Carta a um amor estrangeiro
01:52
Faltam alguns dias para o ano acabar, é uma hora da manhã e estou perdida entre caixas espalhadas pelo meu quarto, as quais anunciam uma mudança chegando. Mas não estou aqui para falar de caixas, de casas, de imobiliárias, de qualquer modificação mais palpável na realidade humana. Estou aqui para falar sobre aquele elemento inexplicável que surge entre duas pessoas fazendo com que uma conexão seja estranha de tão curiosa.
A verdade é que eu passei os últimos dias pensando em você. Várias vezes, na minha madrugada, me peguei pensando nos momentos breves que a gente viveu, nas breves horas que sua mão tocou a minha, e como algo no seu olhar me fazia me sentir invadida de uma forma que me fazia suspirar mais forte.
Eu estou aqui pra lhe contar que eu conheci alguém. Quer dizer, alguém reapareceu na minha vida por esses dias e eu estou vivendo um lance legal. Não é só por isso que escrevo, se é que sei o motivo exato por eu escrever para você. Parte de mim acredita que sinto um pouco de culpa. Talvez por termos demorado tanto para beber aquela cerveja no bar de esquina perto da faculdade. Talvez por não me sentir capaz de superar toda essa distância entre nós.
Nunca expliquei muito bem para ninguém o que você causou em mim, nem mesmo para a minha terapeuta, que anda insistindo nas minhas dificuldades de relacionamento. Acho que meu coração tem uma vontade de silenciar nossos momentos aqui dentro de mim. Não se trata de fogos de artifício, de fogo ou chamas violentas. É sobre aquele dia que você veio na minha casa, a gente dividiu a rede olhando para o céu estrelado enquanto você me apresentava uma bebida que eu nunca tinha tomado, mas que era muito comum para ti. Você não viu, mas quando eu me aninhei no seu ombro, soltei um sorrisinho de canto que, provavelmente, nunca esquecerei.
Não me esqueço de você, meu amor. Levo comigo, fielmente, a crença de que cada pessoa que passa pela minha vida, passa para me ensinar algo. Você me mostrou um outro lado, um outro jeito de enxergar a vida, de ter prioridades. Eu poderia ouvir você falar por horas, ainda que eu não calasse a boca nunca e falasse mais do que tudo.
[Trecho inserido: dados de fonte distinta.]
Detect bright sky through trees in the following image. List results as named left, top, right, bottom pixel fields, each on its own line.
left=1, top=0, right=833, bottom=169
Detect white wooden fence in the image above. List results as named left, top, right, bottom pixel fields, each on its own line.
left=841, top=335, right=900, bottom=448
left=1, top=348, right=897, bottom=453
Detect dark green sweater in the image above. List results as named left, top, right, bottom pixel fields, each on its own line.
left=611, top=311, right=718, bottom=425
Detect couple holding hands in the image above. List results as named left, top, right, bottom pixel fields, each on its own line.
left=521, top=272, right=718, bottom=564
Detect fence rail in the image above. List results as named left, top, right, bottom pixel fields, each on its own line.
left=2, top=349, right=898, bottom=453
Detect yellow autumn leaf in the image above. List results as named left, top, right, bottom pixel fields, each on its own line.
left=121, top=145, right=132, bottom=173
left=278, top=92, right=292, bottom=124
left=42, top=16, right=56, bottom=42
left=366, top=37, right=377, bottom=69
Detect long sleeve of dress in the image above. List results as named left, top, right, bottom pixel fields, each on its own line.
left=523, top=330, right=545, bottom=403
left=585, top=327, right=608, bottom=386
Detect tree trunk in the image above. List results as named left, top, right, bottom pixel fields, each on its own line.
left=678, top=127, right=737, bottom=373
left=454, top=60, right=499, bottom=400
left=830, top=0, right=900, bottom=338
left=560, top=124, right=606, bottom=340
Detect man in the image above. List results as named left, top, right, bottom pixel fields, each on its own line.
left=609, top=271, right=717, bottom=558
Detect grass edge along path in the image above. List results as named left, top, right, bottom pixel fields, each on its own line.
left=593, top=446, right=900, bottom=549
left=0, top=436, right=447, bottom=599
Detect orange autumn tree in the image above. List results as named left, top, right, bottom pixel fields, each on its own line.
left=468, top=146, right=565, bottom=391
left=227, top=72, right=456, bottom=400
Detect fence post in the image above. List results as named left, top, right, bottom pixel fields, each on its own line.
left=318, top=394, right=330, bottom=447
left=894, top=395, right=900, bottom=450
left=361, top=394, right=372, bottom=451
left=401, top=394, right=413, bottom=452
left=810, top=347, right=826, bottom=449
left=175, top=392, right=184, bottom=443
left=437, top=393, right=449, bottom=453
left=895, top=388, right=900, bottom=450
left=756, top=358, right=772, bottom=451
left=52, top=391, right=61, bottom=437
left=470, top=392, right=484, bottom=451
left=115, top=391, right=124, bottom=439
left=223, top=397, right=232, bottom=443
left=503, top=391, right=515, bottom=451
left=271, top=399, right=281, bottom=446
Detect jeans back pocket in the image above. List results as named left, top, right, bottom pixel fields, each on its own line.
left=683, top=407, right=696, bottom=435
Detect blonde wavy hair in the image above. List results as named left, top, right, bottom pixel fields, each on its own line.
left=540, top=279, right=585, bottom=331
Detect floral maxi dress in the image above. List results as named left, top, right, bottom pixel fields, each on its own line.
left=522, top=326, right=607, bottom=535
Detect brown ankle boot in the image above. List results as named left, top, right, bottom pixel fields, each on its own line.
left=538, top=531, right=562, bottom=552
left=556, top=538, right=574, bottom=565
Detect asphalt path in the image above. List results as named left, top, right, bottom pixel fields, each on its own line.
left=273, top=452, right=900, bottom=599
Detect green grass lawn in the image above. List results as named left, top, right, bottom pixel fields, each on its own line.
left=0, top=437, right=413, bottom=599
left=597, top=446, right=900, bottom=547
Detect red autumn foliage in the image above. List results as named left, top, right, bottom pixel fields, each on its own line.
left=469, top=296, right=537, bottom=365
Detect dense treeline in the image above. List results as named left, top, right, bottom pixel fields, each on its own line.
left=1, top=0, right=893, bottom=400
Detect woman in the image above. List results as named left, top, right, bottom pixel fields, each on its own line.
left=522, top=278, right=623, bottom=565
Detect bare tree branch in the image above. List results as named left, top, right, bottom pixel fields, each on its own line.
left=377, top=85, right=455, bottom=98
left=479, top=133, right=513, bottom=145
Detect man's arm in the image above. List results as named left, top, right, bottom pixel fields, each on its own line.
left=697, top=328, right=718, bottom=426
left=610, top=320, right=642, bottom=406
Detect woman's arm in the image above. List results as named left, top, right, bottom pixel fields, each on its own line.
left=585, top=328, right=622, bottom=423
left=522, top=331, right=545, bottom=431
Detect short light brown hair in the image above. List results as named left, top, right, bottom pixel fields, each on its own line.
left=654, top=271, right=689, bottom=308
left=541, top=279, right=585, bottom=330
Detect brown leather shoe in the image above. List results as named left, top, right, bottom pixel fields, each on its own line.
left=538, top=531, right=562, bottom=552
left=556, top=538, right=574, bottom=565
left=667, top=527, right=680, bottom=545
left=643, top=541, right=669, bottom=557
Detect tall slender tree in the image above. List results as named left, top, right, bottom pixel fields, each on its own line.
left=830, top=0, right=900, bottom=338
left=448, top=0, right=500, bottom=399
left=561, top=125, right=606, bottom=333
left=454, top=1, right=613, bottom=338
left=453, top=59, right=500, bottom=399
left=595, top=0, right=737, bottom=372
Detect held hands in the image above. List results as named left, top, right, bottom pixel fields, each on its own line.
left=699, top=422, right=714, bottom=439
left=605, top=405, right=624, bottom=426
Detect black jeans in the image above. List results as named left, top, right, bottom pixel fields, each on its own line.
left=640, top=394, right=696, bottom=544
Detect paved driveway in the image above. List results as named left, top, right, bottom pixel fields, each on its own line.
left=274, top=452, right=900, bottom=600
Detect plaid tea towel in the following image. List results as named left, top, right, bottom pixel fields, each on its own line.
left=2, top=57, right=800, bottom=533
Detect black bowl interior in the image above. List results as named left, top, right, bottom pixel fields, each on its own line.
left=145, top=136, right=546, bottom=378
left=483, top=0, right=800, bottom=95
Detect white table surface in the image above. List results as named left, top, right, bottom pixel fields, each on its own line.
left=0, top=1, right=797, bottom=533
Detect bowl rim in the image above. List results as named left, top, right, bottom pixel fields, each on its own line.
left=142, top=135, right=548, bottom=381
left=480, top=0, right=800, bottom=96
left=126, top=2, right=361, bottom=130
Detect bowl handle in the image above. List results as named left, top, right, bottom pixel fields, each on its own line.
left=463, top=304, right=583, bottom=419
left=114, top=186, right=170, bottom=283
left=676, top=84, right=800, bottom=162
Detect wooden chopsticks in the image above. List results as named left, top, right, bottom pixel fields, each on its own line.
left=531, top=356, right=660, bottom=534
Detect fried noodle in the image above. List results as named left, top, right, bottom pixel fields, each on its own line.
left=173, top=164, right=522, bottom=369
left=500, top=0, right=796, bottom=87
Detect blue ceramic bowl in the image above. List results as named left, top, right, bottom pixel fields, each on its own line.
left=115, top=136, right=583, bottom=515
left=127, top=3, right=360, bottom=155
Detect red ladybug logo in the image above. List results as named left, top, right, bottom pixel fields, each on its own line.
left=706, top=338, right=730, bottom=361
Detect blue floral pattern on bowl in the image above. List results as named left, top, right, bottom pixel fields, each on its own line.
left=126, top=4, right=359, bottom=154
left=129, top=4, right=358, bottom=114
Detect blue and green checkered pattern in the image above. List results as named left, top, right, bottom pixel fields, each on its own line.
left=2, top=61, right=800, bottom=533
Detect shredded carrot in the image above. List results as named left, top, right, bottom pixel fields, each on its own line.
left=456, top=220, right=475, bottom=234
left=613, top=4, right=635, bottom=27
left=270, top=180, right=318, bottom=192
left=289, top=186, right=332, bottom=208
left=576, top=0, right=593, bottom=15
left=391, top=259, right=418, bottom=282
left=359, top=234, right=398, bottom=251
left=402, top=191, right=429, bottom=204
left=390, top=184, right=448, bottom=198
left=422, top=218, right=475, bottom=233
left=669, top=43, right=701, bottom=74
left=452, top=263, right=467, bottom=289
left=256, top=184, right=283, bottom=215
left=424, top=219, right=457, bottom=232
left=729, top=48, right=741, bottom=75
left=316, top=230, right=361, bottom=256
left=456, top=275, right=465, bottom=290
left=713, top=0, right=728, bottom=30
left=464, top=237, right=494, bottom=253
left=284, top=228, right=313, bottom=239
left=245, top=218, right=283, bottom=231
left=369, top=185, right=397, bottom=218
O tempo é algo engraçado, até meio insensível. Um ato carregado de certa ironia vindo da vida, nos pondo lado a lado poucos dias antes de você deixar o país. Quem sabe quando é que nos cruzaremos outra vez? Você precisa conhecer São Paulo ao lado de alguém que sabe fazer baldeações no metrô no horário de pico e eu preciso conhecer Ciudad del Este ao lado de alguém com propriedade para me guiar nas ruas movimentadas.
Se um lado de mim leva a sensação de incompletude aos momentos partilhados, outro lado tenta aceitar o aprendizado. Uma parte de mim sabe que nos encontraremos outras vezes. Talvez você já tenha construído novas vidas e novas histórias. Talvez não se sinta mais tão sozinho. Talvez eu já tenho seguido outros caminhos.
Foi um prazer conhecer o ser grandioso que você é. Ver você falando da sua família dos seus irmãos, sentir seu beijo calmo, com uma intensidade contida. Ver você se preocupar com a minha sanidade depois de muita tequila ingerida em uma festa ruim. Ouvir sua voz suave e seu sotaque tranquilo. Não me esquecerei de você, assim como espero que você não se esqueça de mim, meu amor.